'Sacrilegious man!' cried Shady, shuddering more than once. His anxiety was appeased by learning that Sir Valary had not awoke since he took the sleeping-draught. Miss De la Mark had been sitting at his door for the last hour, watching.
'I haven't been able to get her to eat nor drink; she's as pale as a ghost, and trembles like a leaf; but I don't think it's fear she shakes with.'
Poor Shady! it was too much for him. Bloodworth was the only human being he regarded with dislike; notwithstanding his arrogant assumption, he was well known to be a man of low origin, who owed all his fortune to the family he served. If his insolence had been confined to those of his own rank, it would have been worthy only of contempt; but the indignation of the librarian knew no bounds when the dignity of De la Mark was tarnished by his insolent bearing and free speech; it was one of the very few subjects that deprived him of his habitual serenity.

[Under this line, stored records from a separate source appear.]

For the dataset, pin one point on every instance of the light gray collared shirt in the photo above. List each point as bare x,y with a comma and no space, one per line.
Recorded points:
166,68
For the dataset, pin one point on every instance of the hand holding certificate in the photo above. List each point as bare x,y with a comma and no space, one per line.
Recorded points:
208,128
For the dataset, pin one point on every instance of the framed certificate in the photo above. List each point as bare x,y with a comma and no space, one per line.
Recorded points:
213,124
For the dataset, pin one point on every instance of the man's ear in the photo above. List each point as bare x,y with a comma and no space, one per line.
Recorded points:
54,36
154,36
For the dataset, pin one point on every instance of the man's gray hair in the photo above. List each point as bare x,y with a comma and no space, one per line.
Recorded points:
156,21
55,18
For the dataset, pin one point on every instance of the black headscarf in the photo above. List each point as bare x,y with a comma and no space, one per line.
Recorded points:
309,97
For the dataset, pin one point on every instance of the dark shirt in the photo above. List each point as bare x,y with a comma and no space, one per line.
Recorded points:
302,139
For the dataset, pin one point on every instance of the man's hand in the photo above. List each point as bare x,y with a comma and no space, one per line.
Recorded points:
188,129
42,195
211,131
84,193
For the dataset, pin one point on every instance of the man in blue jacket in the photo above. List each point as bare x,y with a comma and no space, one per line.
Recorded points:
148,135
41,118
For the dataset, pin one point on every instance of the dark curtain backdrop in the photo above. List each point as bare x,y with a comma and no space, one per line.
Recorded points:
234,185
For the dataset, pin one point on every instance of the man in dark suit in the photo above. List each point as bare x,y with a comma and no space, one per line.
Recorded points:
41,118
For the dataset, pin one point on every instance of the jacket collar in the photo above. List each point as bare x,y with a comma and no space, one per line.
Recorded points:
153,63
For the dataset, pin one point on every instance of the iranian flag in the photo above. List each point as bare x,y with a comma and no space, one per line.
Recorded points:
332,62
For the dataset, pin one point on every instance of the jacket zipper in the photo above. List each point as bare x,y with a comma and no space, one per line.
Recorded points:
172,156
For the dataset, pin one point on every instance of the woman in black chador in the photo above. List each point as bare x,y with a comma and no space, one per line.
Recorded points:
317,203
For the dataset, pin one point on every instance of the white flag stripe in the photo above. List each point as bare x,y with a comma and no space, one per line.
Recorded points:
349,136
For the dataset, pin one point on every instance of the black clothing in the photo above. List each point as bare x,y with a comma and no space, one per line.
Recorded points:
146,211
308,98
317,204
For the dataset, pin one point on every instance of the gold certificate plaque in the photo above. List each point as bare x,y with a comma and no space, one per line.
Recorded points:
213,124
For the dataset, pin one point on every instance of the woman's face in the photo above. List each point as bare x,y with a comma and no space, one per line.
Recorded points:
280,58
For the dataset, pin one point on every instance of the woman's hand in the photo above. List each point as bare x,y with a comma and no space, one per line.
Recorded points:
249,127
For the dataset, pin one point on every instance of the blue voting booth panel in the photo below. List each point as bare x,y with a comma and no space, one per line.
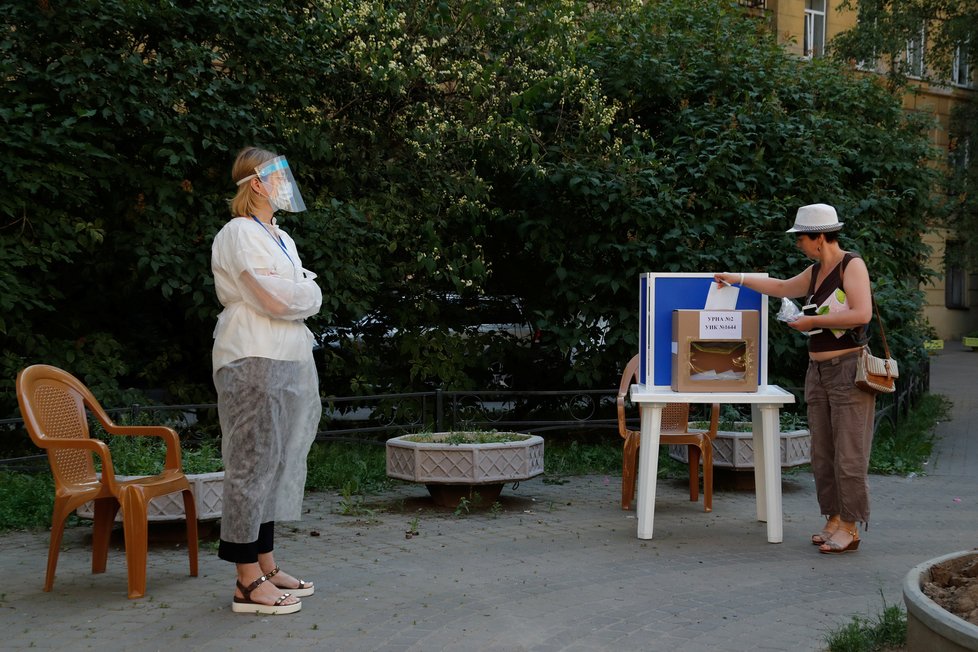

Whatever were his own views as to the secret of Bloodworth's impunity, he listened without replying to many of Mrs. Gillies' half-hinted suspicions. 'Time will reveal all things,' he said. 'And now I must enter in my books the moneys expended. I must see, too, that those rebellious animals are properly secured; and if I can in a measure repair the damage they have done'—
'Mr. Higgs, sir,' said Robinson, appearing at the door with his empty cup and platter, 'please, sir, don't you want me to go and help to look arter them pigs?'
'Ah!' said Shady, smiling benignantly on him; 'I must leave your lesson to-night, Robinson.'
'It don't signify,' said Robinson cheerfully.
'No?' said Shady.
'Not for once, you know, Mr. Higgs, sir,' said the lad, who felt he had been too accommodating. Suddenly recollecting, the librarian guessed his drift, and, placing the knife in his hands, told him that nothing but learning was really worth desiring.